Há pouco mais de um ano, num encontro sobre relações internacionais em que participei em Kiev, na Ucrânia, foi anunciado um convidado surpresa, durante o jantar de encerramento. 

Estávamos a poucos dias das eleições americanas. No grande écran da sala surgiu Hillary Clinton. A sala rejubilou. Ela era a candidata que, à época, dava mais garantias de conduzir os EUA, e com eles o mundo ocidental, numa atitude anti-Moscovo - ideia que mobilizava por ali muita gente. Mas Hillary, naturalmente, não se deslocara à Ucrânia.

Surgiu então a foto de Donald Trump. Embora entre os convidados americanos para o encontro se contassem figuras conservadoras como Robert Gates, John Bolton, Karl Rove ou Newt Gingrich, a sala foi bem menos efusiva, “to say the least”. Era o tempo do “namoro” entre Trump e Putin e os ucranianos temiam que a sua eventual eleição redundasse num imenso desastre para os seus interesses. Enganavam-se: Trump mudaria de orientação e a Ucrânia cedo deixaria de o temer.

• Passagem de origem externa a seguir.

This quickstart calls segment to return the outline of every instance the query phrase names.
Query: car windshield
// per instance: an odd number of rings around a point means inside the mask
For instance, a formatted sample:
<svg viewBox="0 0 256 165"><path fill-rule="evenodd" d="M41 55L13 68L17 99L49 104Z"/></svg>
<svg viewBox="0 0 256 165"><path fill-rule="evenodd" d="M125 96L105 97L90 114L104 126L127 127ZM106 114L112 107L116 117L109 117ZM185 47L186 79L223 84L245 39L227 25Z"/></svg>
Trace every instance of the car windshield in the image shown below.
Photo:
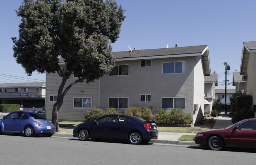
<svg viewBox="0 0 256 165"><path fill-rule="evenodd" d="M236 125L237 125L239 124L239 123L242 123L242 122L243 122L245 120L241 120L241 121L239 121L239 122L237 122L236 123L235 123L235 124L232 124L232 125L231 125L230 126L228 126L227 127L224 128L226 129L230 129L231 128L234 126L235 126Z"/></svg>
<svg viewBox="0 0 256 165"><path fill-rule="evenodd" d="M47 119L45 118L44 116L39 115L39 114L30 114L30 115L31 115L34 119L41 119L43 120L47 120Z"/></svg>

(Dias depois, na ocasião surpreendente em que a “onda Trump” varreu a América, eu estava por acaso em Berlim, num outro encontro, desta vez com diversas figuras do governo alemão. E pude assistir, devo dizer que com alguma surpresa, ao “pânico” que os atravessou, perante o resultado da eleição. Hoje percebo-os bem melhor.)

Regressemos a Kiev, a setembro de 2016. O organizador do encontro, um milionário ucraniano, disse-nos que, infelizmente, não pudera garantir a presença na conferência de nenhum dos candidatos às eleições americanas. Mas anunciou que tinha um “presidente” substituto à altura. E entrou então na sala Kevin Spacey. Uma bela surpresa. O “presidente” da famosa série televisiva “House of Cards”, “Frank Underwood”, fez uma intervenção magnífica, inteligente e informada, sobre a ficção e a política, dando-nos, com eloquência, a sua visão desse mundo e conseguindo transmitir àquele momento de encerramento uma dignidade e uma qualidade muito elevada. Spacey não é um ator normal; é um intelectual culto e muito elaborado, bem acima da média.

Lembrei-me muito desse momento, nos últimos dias, quando vi Spacey pessoalmente mergulhado, de forma degradante, numa vaga de acusações sobre atos de assédio sexual, idêntica à que hoje se vive em largos setores dos Estados Unidos. Dei comigo a pensar o que poderá significar para um grande e reconhecido ator, ainda ontem com o mundo a seus pés, ver ruir, de um dia para o outro, por erros próprios do passado que ele próprio não deixa de reconhecer, toda uma imagem e um prestígio laboriosamente conquistados.